Thursday 9 May 2013

Studying Mandalas


Sam Reveles

Dunn and Brown Contemporary, Dallas

Alison Hearst

Sam Reveles,Mandala for Juarez No. 3, 2009-2010; oil and acrylic on canvas; 79 x 89 inches; Courtesy Dunn and Brown Contemporary

Sam Reveles, Insurgentes, 2009; oil and acrylic on canvas; 67 x 89 inches; Courtesy Dunn and Brown Contemporary

Sam Reveles’ exhibition Juarez Paintings, on view at Dunn and Brown Contemporary, is equally violent and meditative. Ten recent oil and acrylic paintings on canvas and several gouaches on paper each present energetic abstractions that appear, at first blush, as garish and dizzying. However, while Reveles’ works include layers of agitated, vividly colored gestural markings, the overall installation feels calm and benign—due perhaps to the pristine gallery setting, Reveles’ rather jovial palette and the fact that four of the paintings approximate mandala forms. Then again, whatever tranquility pervades the series, the paintings’ subject could be no further from peace.

Reveles began his “Juarez paintings” after a recent move from New York City to his hometown of El Paso, Texas. Just across the border, Juarez, Mexico, El Paso’s sister city, has experienced an exponential increase in violence over the past three years due to warring drug trafficking gangs. Once a relatively safe place, Juarez is currently the world’s murder capital, counting over 5,000 homicides in the past two years alone. To say that the devastating and seemingly endless violence in Juarez has wholly affected life along the border is an understatement. Despair, anger, panic and despondency now perforate the region. It is unclear whether Reveles’ relocation to El Paso was a direct reaction to the unrest, but his paintings at Dunn and Brown Contemporary genuinely impart the situation in Juarez and the relating sentiments in a frenzied, visceral way. Striking, agitated marks consume most of the paintings and works on paper, primitively signifying the city’s turbulence, as well as the artist’s unease with the current state of affairs.

A notable exception is Catedral, a small canvas near the gallery’s entrance. Compared to the rest of the works, the painting is muted and somber, and also has a clear pictorial referent. On the canvas a mass of swirling, cool-toned brushstrokes accumulates above a slice of white gesso; drips from the agitated painterly marks slightly obscure the white area. Here, it is difficult not to think of another painting titled “cathedral,” this one by Jackson Pollock. Pollock’s Cathedral features a tight web of gray and black drips, which Frank O’Hara likened to the façade of a gothic cathedral. Reveles, by contrast, conveys architectural elements through loose gestures of subdued blues and purples. Reveles’ reference is likely the Catedral de Ciudad Juárez, centrally located in the historical area of Juarez and visible from many points throughout the city. Like Pollock’s works, Reveles’ cannot be divorced from the physical act of painting; his animated yet controlled process is especially manifest in the more sizable works.

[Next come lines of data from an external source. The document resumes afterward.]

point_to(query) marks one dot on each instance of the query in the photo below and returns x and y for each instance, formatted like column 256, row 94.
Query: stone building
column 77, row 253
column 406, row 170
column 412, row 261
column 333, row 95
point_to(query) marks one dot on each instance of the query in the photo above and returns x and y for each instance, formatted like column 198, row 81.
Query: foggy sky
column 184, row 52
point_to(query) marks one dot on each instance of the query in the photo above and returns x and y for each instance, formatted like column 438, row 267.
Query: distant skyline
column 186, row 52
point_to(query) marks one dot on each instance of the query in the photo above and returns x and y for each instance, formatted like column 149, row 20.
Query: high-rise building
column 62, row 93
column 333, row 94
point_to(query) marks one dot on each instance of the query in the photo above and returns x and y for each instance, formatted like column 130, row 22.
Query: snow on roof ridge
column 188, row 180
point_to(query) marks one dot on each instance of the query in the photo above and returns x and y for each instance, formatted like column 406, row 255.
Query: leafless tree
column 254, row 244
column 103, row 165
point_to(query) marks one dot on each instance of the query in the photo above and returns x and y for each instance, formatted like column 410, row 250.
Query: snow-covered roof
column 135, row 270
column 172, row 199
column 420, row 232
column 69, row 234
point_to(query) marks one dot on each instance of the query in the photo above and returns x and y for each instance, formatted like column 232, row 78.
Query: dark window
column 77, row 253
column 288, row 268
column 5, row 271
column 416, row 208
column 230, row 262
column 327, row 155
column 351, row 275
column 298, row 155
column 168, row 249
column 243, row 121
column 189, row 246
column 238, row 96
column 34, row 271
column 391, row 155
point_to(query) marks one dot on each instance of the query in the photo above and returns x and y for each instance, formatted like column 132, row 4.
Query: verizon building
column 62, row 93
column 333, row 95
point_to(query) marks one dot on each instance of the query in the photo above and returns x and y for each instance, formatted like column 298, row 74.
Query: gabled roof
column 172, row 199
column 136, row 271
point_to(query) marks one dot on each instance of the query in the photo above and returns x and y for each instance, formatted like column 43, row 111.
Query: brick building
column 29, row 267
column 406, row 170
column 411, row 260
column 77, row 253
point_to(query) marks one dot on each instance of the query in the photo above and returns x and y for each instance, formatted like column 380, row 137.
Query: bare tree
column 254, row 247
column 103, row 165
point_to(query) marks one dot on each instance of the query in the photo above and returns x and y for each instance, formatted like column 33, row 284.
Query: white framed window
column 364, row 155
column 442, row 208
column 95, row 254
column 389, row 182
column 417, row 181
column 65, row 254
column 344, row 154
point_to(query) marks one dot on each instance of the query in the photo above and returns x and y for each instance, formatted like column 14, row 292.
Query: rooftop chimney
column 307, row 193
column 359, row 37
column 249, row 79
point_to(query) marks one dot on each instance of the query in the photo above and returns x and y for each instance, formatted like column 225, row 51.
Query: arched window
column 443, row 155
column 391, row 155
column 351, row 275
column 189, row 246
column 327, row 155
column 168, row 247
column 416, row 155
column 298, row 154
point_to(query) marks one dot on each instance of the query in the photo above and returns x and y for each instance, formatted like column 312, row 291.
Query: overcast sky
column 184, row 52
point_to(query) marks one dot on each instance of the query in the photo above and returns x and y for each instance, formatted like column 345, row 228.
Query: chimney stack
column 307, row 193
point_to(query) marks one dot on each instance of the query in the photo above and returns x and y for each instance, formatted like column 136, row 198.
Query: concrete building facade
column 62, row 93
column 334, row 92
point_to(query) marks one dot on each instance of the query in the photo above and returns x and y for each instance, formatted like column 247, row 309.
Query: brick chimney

Two of the largest paintings, Insurgentes and Mandala Paintingfor Juarez No. 3, face each other from opposing ends of the gallery. While christened with disparate titles—one noting rebellion and revolt and the other suggesting a sacred, spiritual space—the works are visually not so different from one another. Insurgentes primarily features an orb-shaped, networklike tangle of concise, brightly colored gestural marks. Underneath the multilayered whorl stretches a field of varicolored vertical stripes akin to those found in a Mexican serape. In Mandala Painting for Juarez No. 3, a similar mandala shape of expressive marks covers a larger area of colored bands. Although remarkably similar to Insurgentes, Mandala Painting for Juarez No. 3 is more meditative and focused; the marks are tighter, less colorful and seemingly more calculated.


The exhibition includes three other Mandala paintings, and while mandalas are intended as peace-inducing, sacred spaces protected from the world’s impurities, the violent urgency of Reveles’ mark-making keeps the works from projecting utter tranquility. Using the bright, cheerful colors known to Mexico—colors seen in the once-bustling markets and streets of Juarez—the Mandala paintings pay homage to the city, albeit in an unsettling way. Sadly, these disquieting portrayals bear palpable, regrettable truths. Reveles’ abstract reflections are energetic, steadfast, violent, mournful, sometimes cheerful and always visceral, like their namesake city.